🤖 AI Summary
To address the performance instability of Low-Rank Adaptation (LoRA) in large language model fine-tuning—stemming from its sensitivity to hyperparameters—this paper proposes MonteCLoRA, a low-rank adaptation method grounded in Bayesian reparameterization and Monte Carlo estimation. Its key innovation is the first integration of hyperpriors into LoRA, enabling robust learning of low-rank parameters via unbiased, low-variance posterior sampling while introducing only O(1) additional parameters. On natural language understanding tasks using RoBERTa-base, MonteCLoRA achieves a 3.8% absolute accuracy gain and an 8.6% improvement in robustness.

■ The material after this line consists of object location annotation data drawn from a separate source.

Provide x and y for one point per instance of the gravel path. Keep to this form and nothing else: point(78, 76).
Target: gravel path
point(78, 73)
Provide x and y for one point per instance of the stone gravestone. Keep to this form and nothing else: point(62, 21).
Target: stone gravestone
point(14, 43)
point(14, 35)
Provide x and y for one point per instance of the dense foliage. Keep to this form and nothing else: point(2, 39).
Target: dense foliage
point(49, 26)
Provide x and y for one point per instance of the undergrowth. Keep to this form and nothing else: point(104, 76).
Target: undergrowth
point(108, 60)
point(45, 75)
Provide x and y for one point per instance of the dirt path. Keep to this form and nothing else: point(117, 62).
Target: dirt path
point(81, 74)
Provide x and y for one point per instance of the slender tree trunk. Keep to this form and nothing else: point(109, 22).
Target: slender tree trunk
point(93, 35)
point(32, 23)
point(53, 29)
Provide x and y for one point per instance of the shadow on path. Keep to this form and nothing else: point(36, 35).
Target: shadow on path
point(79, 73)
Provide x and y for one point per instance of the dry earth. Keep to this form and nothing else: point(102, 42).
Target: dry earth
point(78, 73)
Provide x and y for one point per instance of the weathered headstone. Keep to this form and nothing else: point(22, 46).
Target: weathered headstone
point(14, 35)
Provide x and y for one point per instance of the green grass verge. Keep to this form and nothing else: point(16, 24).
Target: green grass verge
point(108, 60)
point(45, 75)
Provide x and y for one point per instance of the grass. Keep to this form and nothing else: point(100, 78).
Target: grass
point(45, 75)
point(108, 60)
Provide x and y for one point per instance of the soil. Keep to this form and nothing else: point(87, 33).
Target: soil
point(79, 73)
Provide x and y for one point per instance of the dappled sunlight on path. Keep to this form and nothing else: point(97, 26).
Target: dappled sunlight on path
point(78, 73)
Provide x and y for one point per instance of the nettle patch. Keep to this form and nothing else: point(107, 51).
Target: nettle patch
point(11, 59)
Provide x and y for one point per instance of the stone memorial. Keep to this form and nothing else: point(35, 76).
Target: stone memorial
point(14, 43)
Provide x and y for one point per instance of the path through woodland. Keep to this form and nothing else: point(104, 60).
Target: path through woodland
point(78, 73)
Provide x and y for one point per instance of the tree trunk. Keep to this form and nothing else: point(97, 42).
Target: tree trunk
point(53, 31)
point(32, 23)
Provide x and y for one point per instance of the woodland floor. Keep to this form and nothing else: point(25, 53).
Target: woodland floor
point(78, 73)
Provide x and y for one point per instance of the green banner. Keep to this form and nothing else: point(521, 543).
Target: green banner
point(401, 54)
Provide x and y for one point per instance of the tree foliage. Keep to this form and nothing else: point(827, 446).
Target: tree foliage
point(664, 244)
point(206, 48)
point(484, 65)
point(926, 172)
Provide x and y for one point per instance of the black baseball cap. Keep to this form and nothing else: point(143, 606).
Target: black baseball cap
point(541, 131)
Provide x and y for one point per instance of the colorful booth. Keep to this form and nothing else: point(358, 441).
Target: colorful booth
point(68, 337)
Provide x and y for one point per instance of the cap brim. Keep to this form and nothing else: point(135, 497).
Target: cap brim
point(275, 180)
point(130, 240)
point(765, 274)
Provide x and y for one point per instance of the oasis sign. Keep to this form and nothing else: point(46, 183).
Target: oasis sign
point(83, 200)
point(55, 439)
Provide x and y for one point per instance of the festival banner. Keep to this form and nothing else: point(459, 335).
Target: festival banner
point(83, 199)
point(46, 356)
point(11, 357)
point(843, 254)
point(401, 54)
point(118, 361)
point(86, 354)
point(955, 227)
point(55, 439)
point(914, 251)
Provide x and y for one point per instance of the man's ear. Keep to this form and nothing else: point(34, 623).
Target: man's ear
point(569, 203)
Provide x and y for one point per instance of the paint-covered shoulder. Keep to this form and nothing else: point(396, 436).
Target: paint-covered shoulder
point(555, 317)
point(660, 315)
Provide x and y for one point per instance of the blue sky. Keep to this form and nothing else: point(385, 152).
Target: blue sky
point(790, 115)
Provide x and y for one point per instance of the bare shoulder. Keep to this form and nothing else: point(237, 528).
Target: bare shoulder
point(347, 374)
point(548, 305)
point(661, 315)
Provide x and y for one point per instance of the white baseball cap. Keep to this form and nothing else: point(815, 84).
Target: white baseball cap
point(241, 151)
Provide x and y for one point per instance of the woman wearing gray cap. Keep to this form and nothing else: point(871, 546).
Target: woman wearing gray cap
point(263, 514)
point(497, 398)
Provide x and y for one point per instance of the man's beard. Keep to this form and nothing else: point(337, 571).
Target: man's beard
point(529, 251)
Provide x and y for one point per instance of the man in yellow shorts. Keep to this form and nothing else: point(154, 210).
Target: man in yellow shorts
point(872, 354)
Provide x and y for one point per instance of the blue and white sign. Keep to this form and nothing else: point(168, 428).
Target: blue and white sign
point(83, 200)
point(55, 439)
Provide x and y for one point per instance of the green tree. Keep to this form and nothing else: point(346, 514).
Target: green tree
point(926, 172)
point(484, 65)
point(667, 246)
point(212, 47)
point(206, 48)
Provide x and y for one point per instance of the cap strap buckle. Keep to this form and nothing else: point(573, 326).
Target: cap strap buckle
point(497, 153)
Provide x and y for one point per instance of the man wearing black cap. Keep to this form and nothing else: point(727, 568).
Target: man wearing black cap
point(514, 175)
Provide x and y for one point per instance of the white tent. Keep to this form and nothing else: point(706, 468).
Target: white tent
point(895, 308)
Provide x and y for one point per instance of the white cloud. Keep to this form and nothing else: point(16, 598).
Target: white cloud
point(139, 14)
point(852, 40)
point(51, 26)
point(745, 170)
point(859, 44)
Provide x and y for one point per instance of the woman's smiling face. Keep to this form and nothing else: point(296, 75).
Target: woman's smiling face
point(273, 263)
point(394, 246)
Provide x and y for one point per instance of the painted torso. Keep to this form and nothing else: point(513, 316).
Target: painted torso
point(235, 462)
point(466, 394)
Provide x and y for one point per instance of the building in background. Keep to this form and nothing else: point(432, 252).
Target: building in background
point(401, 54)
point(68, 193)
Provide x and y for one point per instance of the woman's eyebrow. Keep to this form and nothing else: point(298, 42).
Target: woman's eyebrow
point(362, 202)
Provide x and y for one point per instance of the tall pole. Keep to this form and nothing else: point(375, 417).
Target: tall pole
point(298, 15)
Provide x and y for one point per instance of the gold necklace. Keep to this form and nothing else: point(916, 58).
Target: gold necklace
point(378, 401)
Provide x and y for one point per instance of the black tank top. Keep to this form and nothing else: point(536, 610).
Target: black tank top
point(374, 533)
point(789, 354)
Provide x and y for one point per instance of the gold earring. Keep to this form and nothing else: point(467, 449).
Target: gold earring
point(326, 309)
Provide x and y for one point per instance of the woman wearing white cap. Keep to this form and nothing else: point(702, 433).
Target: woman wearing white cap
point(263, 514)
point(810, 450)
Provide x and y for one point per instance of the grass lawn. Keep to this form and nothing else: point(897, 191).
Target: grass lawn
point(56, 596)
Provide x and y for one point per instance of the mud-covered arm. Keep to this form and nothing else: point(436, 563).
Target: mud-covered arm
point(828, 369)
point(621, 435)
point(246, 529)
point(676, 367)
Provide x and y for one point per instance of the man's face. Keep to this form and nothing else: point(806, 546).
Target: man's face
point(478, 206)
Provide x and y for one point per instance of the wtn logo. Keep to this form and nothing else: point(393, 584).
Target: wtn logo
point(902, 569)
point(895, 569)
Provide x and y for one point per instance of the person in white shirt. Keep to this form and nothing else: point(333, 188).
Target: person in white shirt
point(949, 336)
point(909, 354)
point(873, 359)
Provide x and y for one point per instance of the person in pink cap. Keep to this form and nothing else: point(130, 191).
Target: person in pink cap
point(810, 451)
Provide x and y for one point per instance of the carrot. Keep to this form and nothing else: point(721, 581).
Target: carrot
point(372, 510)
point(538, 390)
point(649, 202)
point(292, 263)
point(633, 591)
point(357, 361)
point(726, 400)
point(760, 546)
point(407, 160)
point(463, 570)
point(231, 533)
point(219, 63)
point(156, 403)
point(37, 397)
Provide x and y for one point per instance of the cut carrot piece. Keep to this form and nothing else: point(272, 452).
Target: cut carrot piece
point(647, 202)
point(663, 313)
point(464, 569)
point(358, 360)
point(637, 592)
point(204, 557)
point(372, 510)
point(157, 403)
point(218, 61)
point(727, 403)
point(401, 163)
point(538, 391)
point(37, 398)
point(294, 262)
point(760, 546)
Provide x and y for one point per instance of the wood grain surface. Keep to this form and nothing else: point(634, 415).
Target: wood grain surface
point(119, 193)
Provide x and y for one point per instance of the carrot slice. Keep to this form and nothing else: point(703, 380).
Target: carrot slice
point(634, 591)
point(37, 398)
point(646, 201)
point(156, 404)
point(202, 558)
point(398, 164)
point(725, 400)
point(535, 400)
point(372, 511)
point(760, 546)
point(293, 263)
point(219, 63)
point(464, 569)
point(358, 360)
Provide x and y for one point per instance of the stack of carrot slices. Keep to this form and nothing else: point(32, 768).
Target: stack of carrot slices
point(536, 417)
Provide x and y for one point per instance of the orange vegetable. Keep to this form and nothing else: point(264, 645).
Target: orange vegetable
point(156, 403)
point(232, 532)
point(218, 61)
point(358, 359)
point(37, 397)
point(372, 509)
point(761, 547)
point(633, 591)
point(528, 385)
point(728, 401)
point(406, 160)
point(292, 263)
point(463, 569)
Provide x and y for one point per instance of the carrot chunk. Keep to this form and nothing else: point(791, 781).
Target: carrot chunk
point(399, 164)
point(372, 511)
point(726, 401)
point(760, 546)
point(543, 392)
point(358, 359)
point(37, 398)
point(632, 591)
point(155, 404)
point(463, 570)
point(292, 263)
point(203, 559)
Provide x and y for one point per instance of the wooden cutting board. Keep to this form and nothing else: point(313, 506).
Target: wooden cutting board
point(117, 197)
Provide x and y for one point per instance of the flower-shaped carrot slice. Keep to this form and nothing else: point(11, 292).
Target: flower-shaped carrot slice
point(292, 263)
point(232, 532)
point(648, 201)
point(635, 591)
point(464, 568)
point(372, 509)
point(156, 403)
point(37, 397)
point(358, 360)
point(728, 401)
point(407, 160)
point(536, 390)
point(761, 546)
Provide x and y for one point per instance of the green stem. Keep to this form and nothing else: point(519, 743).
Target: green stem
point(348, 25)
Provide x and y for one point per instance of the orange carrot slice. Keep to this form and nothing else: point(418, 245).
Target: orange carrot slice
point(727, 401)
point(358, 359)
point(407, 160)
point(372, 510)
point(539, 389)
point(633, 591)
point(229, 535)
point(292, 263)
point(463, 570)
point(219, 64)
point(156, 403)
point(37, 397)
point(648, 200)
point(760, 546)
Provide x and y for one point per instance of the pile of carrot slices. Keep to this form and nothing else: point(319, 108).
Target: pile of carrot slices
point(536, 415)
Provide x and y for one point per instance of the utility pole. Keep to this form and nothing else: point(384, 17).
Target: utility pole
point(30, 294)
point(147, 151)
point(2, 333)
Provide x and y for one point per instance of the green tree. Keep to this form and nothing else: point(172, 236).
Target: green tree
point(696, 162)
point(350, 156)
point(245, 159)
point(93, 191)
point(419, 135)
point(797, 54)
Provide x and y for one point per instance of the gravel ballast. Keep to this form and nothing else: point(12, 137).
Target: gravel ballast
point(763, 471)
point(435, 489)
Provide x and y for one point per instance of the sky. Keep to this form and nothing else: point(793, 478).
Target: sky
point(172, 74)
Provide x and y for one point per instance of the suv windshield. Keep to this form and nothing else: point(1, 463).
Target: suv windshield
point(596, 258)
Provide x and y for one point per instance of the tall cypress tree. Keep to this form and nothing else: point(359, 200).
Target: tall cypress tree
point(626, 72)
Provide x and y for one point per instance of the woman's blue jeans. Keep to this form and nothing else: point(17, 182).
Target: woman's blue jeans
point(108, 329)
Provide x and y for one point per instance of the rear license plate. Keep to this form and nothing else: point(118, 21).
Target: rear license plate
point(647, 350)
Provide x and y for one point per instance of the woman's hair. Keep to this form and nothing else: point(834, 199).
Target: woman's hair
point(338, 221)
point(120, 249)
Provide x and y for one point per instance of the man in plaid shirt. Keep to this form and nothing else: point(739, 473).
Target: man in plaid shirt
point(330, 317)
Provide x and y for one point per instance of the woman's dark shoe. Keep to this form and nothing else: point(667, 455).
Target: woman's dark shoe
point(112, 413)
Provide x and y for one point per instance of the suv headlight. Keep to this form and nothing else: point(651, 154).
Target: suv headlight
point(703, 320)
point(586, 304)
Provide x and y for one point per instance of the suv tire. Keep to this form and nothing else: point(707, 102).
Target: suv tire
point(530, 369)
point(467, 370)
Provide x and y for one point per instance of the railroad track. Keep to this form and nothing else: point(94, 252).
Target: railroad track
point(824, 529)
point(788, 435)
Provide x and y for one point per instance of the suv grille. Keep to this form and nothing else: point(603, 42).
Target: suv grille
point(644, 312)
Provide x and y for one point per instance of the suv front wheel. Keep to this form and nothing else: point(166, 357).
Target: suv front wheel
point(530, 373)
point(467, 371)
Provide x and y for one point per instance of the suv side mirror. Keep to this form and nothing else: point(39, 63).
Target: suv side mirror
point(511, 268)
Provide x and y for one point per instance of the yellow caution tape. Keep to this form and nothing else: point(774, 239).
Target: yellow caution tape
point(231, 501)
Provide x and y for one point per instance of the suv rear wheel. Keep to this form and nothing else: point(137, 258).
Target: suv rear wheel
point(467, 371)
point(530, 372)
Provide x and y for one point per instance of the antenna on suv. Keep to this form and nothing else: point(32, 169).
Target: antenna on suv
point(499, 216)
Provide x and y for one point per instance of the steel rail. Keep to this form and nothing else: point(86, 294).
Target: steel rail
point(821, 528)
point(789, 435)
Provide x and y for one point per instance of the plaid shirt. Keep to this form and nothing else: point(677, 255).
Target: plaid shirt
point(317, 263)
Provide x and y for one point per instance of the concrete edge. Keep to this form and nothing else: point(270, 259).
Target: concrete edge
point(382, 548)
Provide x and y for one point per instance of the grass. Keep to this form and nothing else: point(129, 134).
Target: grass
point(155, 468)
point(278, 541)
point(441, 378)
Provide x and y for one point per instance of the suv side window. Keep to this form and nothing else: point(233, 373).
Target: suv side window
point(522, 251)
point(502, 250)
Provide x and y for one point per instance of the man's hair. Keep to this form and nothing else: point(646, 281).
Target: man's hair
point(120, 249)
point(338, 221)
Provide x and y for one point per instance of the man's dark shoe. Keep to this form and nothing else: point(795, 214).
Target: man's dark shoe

In zero-shot generation with LLaMA-1-7B, it reduces output variance by 50%. Overall, MonteCLoRA significantly enhances both the stability and generalization capability of parameter-efficient fine-tuning.
📝 Abstract
Large Language Models (LLMs) are highly resource-intensive to fine-tune due to their enormous size. While low-rank adaptation is a prominent parameter-efficient fine-tuning approach, it suffers from sensitivity to hyperparameter choices, leading to instability in model performance on fine-tuning downstream tasks. This paper highlights the importance of effective parameterization in low-rank fine-tuning to reduce estimator variance and enhance the stability of final model outputs. We propose MonteCLoRA, an efficient fine-tuning technique, employing Monte Carlo estimation to learn an unbiased posterior estimation of low-rank parameters with low expected variance, which stabilizes fine-tuned LLMs with only O(1) additional parameters. MonteCLoRA shows significant improvements in accuracy and robustness, achieving up to 3.8% higher accuracy and 8.6% greater robustness than existing efficient fine-tuning methods on natural language understanding tasks with pre-trained RoBERTa-base. Furthermore, in generative tasks with pre-trained LLaMA-1-7B, MonteCLoRA demonstrates robust zero-shot performance with 50% lower variance than the contemporary efficient fine-tuning methods. The theoretical and empirical results presented in the paper underscore how parameterization and hyperpriors balance exploration-exploitation in the low-rank parametric space, therefore leading to more optimal and robust parameter estimation during efficient fine-tuning.